Tentu aku masih selalu iri terhadap Tara. Bahkan setelah kami sama-sama lulus dari universitas. Tara melanjutkan studi ke luar negeri dan aku mulai merintis usaha sendiri dengan bantuan dana dari para pria yang baik hati.

Jika aku selalu mendekat pada lelaki, tidak dengan Tara. Ia cenderung menjauh atau dijauhi laki-laki. Hanya dua lelaki yang pernah dekat dengannya. Keduanya menorehkan luka yang mendalam bagi Tara.

Aku tahu karena kedua lelaki itu enteng saja bercerita kepadaku tentang bagaimana mereka mencampakkan Tara. Kedua lelaki itu tentu pernah tidur denganku. Entah saat mereka masih bersama Tara atau setelah keduanya menjauh dari ia.

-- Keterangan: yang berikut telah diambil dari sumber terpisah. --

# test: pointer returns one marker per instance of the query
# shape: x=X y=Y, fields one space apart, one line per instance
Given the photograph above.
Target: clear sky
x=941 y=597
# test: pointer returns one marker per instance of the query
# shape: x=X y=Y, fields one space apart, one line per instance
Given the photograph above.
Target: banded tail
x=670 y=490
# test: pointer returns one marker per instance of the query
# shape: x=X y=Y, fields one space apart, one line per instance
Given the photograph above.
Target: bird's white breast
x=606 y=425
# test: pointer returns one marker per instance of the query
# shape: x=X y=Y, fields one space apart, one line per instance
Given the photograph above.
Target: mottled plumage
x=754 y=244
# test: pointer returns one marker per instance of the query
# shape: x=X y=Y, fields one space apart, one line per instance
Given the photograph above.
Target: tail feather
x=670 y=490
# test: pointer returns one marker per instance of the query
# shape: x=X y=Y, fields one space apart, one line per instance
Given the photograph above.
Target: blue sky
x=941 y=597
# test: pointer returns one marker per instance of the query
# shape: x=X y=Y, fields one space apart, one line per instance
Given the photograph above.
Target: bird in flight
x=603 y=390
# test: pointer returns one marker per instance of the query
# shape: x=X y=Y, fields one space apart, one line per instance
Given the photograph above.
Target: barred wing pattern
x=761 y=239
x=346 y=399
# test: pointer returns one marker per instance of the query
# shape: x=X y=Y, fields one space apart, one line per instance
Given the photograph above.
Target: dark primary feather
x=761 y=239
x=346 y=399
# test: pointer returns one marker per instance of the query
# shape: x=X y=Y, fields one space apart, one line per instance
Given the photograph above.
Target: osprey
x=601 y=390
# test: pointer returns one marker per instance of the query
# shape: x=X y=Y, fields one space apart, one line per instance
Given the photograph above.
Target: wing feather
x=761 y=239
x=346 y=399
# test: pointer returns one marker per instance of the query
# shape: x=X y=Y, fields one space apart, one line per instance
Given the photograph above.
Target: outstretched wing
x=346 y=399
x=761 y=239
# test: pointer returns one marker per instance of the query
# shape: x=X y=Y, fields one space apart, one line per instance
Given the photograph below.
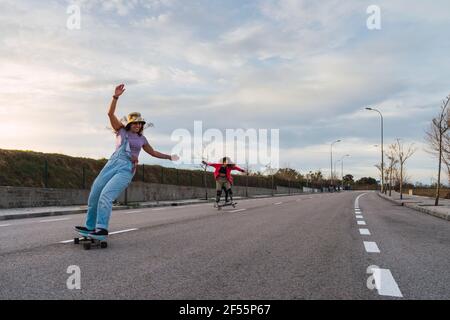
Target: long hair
x=128 y=128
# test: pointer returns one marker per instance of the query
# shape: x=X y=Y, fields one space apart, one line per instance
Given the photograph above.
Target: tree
x=435 y=138
x=392 y=165
x=402 y=154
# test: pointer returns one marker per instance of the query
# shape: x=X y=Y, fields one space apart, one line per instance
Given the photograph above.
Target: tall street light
x=342 y=169
x=331 y=161
x=335 y=165
x=382 y=152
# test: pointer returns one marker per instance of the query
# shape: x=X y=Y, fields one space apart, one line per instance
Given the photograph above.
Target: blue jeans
x=114 y=178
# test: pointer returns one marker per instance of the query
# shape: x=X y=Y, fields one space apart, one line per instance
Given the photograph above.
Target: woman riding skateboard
x=223 y=177
x=118 y=172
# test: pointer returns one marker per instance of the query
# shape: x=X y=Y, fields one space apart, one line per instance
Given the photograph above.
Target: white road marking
x=52 y=220
x=364 y=232
x=385 y=283
x=371 y=247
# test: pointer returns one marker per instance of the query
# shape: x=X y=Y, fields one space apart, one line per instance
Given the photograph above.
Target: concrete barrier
x=23 y=197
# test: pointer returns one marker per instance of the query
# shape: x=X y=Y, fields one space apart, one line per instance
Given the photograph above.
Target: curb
x=444 y=216
x=127 y=207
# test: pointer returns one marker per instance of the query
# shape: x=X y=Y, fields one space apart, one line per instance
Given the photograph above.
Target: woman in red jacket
x=222 y=174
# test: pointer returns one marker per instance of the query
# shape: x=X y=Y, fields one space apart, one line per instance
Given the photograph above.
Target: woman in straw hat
x=118 y=172
x=224 y=180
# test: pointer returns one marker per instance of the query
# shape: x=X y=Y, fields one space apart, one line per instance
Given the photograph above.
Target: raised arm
x=115 y=123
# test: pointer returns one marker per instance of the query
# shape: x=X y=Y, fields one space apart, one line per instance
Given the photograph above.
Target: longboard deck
x=221 y=205
x=88 y=240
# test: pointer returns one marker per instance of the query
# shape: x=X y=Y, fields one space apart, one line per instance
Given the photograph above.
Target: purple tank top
x=136 y=141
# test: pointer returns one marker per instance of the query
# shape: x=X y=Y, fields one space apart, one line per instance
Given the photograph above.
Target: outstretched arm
x=115 y=123
x=148 y=148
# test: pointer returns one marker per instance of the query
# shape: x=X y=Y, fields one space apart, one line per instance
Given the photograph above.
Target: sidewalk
x=422 y=204
x=35 y=212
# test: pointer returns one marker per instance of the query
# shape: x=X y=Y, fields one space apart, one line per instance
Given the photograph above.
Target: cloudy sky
x=307 y=68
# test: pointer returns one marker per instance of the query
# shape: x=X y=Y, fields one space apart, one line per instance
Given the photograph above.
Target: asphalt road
x=298 y=247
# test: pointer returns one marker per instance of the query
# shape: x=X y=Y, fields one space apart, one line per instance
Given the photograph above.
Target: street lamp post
x=382 y=151
x=335 y=166
x=331 y=161
x=342 y=169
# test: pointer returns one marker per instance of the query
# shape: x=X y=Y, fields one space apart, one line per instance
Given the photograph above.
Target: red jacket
x=229 y=169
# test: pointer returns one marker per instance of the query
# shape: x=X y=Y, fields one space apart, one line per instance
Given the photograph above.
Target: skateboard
x=89 y=241
x=223 y=204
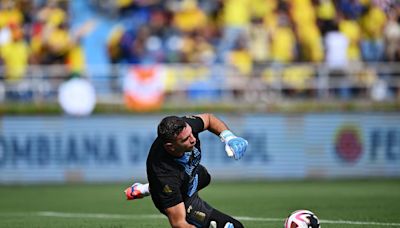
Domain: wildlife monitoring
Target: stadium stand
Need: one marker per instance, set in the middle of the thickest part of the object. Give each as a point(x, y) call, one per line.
point(232, 49)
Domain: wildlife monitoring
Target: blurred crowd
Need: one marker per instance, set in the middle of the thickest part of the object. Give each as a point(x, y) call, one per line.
point(34, 33)
point(240, 33)
point(243, 33)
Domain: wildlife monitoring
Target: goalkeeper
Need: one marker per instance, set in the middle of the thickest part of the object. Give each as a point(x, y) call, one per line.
point(175, 174)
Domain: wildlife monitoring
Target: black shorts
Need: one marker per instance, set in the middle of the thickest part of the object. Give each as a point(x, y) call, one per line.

Keduanya sama-sama mengaku masih mencintai Tara. Tapi Tara terlalu keras kepala, egois, tak punya banyak waktu untuk menjadi kekasih yang baik.

Mereka sama-sama menyatakan, “Kamu berbeda dengan Tara. Kamu mampu membuatku rileks. Bersama kamu aku benar-benar bisa menikmati hidup.”

Aku senang mendengarnya. Bukan karena aku menyukai dua lelaki itu, tapi karena diam-diam aku bisa mengalahkan Tara. Setidaknya dalam soal hubungan dengan laki-laki.

Tara dan kegagalan cintanya sering menjadi hiburan tersendiri setiap teman-teman satu angkatan di kampus menggelar reuni. Letupan cemburu tercium melalui berbagai ungkapan simpati atas kekurangan Tara pada sisi ini.

Rupanya bukan hanya aku yang mencemburui Tara, para perempuan yang rata-rata telah melahirkan dua anak juga memendam kecemburuan terhadapnya. Well, ironis, justru dalam reuni-reuni itulah terungkap bagaimana Tara telah menjadi primadona sedari mula.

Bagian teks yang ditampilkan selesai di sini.